Le scénario du remplacement de Sama Dubaï en discussion.
L’Agence d’aménagement de la vallée de Bouregreg cherche des solutions pour relancer le projet.
Si le groupe émirati veut se retirer, l’agence aura l’exclusivité du choix d’un autre associé.
Le chantier d’Amwaj, la deuxième séquence du méga projet de Bouregreg, est toujours à l’arrêt. Au même moment, personne n’est en mesure de confirmer ou d’infirmer les informations sur un éventuel retrait de Sama Dubaï du tour de table de la joint-venture créée spécialement pour gérer cette phase -ce groupe détient 50 % de la société gestionnaire. Mais une chose est sûre, le retrait de l’opérateur émirati est aujourd’hui à l’étude. «Les actionnaires travaillent actuellement sur les différentes alternatives pour sortir de cette crise. Le remplacement de l’actionnaire principal Sama Dubaï par un autre investisseur est envisagé. Mais l’apport financier du futur entrant est sujet à discussion puisqu’il est difficile de trouver un investisseur capable d’honorer les engagements de Sama Dubaï», confie une source proche du dossier. En effet, sur les 3 milliards de dollars (24 milliards de DH) que devrait coûter le projet Amwaj, Sama Dubaï s’était engagée à fournir la moitié, soit 12 milliards, dans un délai de 4 ans. «Le nouvel entrant pressenti ne pourra pas apporter plus d’un milliard de DH. Si l’opération est conclue, beaucoup de choses changeraient dans le pacte d’actionnaires», ajoute notre source.
Le terrain, principal casse- tête pour reconstituer le tour de table
Contacté par La Vie éco, Lamghari Essakl, Dg de l’Agence d’aménagement de la vallée du Bouregreg (AAVB) qui chapeaute tous les projets de la vallée, rejette l’éventualité d’un remplacement de Sama Dubaï. «Il est vrai que le chantier est toujours à l’arrêt, mais nous ne sommes pas dans une optique de rupture», précise-t-il. Avant d’ajouter : «Nous sommes actuellement en négociations avec tous les partenaires pour voir dans quelle mesure l’agence peut reprendre la gestion du projet dans l’objectif de le redynamiser».
M. Essakl cite également le pacte d’actionnaires qui stipule que le terrain (180 000 m2) est la propriété de la société gestionnaire pour expliquer toute la difficulté à changer la composition du tour de table. Outre le groupe émirati, le capital est contrôlé par l’AAVB qui détient 20%, la Caisse de dépôt et de gestion (20%) et la Caisse marocaine des retraites (10%). «Il serait donc très difficile de remplacer Sama Dubaï par un autre actionnaire. De toutes les manières, je reste convaincu que le changement de partenaire ne constitue pas la meilleure alternative», insiste M.Essakl. Il ne ferme cependant pas tout à fait la porte à un possible remplacement de l’opérateur émirati. «S’il n’existe aucune autre solution et que nous sommes obligés de remplacer Sama Dubaï, il appartiendra alors à l’AAVB, et non à l’opérateur émirati, de choisir le nouveau partenaire» , concède-t-il.

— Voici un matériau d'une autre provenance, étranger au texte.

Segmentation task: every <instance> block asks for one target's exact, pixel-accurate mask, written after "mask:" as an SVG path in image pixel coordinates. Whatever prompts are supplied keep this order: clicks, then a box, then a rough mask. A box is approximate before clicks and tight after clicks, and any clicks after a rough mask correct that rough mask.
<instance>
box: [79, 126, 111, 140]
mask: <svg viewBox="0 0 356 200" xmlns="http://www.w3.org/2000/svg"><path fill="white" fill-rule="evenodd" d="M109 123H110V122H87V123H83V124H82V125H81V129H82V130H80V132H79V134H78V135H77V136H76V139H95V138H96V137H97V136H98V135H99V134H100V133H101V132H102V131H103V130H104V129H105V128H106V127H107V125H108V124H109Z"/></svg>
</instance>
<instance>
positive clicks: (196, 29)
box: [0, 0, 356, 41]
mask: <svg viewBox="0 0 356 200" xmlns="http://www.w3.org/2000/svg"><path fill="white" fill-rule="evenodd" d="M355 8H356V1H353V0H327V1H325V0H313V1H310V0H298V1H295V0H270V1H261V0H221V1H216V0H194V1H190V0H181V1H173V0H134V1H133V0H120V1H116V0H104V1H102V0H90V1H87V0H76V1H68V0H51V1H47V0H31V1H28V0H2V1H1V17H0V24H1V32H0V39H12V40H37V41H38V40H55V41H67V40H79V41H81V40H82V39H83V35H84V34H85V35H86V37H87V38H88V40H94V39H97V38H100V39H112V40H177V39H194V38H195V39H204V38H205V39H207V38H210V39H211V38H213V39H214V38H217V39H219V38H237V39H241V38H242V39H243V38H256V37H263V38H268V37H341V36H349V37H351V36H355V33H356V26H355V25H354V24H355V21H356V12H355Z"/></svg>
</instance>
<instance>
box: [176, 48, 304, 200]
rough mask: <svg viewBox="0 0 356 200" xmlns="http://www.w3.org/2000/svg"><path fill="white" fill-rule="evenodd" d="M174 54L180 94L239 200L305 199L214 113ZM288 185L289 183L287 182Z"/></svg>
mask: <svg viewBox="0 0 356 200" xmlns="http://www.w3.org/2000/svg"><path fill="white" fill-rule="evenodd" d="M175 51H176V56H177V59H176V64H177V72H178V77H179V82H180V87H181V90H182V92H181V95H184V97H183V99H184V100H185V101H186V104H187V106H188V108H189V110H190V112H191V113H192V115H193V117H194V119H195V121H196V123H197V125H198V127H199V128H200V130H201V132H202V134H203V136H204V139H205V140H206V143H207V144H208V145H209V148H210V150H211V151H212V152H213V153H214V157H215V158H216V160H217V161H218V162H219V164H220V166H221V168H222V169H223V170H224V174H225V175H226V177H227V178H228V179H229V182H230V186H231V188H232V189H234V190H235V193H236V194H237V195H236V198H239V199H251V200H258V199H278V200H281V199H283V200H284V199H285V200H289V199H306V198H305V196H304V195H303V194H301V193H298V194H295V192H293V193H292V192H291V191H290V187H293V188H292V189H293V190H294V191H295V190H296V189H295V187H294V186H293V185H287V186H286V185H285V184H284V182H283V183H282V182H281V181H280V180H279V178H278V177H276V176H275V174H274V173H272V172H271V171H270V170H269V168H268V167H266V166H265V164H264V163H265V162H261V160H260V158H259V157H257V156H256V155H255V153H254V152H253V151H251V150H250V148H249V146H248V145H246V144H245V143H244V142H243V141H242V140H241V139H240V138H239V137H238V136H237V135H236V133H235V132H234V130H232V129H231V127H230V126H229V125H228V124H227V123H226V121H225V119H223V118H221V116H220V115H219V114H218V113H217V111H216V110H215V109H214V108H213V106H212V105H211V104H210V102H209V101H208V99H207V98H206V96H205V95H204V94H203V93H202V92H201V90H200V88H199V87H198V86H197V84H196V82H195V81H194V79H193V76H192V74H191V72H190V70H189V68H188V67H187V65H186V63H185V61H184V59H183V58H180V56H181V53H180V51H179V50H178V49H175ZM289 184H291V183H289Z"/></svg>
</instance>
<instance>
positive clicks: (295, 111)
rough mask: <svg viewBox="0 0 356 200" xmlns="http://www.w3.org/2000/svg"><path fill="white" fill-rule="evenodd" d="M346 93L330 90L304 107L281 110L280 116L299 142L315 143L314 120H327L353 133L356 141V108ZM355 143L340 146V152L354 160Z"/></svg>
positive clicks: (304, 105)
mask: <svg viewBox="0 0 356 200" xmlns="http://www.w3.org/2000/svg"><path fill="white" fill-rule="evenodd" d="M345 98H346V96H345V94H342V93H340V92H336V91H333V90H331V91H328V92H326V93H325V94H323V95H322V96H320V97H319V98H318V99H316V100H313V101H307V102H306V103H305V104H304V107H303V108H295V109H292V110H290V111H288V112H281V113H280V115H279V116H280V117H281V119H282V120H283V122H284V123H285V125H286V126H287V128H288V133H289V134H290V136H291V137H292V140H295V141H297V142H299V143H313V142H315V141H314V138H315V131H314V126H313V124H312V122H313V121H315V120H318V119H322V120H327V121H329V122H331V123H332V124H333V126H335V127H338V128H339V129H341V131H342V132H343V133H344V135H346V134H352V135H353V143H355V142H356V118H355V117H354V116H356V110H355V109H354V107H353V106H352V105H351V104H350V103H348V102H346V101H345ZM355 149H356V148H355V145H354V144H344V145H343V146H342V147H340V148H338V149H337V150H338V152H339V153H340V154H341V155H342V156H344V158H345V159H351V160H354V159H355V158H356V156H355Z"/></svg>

Signalons par ailleurs qu’en plus d’Amwaj, le projet d’aménagement de la vallée de Bouregreg comprend cinq autres séquences. Il s’agit de Bab Al bahr (voir encadré), la Kasbah du Bouregreg, le Sahrij du Oued, El Minzeh El Kébir et le Lac des Shouls. Ces séquences ne sont pas successives, mais elles sont mises en concurrence selon la disponibilité des partenaires qui répondent favorablement aux cahiers des charges.
Focus : Bab Al bahr : l’enjeu !
Si elle connaît des problèmes quant à la mise en œuvre de la deuxième séquence du projet Bouregreg, l’Agence d’aménagement de la vallée éponyme (AAVB) est en revanche très fière de ses autres réalisations. «Nous sommes engagées sur d’autres séquences de ce projet qui marchent très bien. Installation hydraulique, pont tunnel qui doit relier Rabat à Salé, tramway…constituent autant de chantiers qui n’accusent aucun retard», se félicite Lamghari Essakl, Dg de l’AAVB. Mais c’est Bab Al bahr, la première séquence de ce méga-projet, qui détient la palme d’or quant à l’état d’avancement des travaux. Après la finalisation de l’aménagement du site, les travaux de développement et de construction ont été lancés en grande pompe le 11 mai courant. La société gestionnaire a même démarré la commercialisation des 23 lots qui constituent la cité Bab Al bahr. Celle-ci comportera notamment 1 600 logements de haut ou de moyen standing, des équipements, des commerces dont un centre commercial, des activités tertiaires et 4 hôtels.
Source : La Vie Eco, le 29-05-2009, écrit par N.B.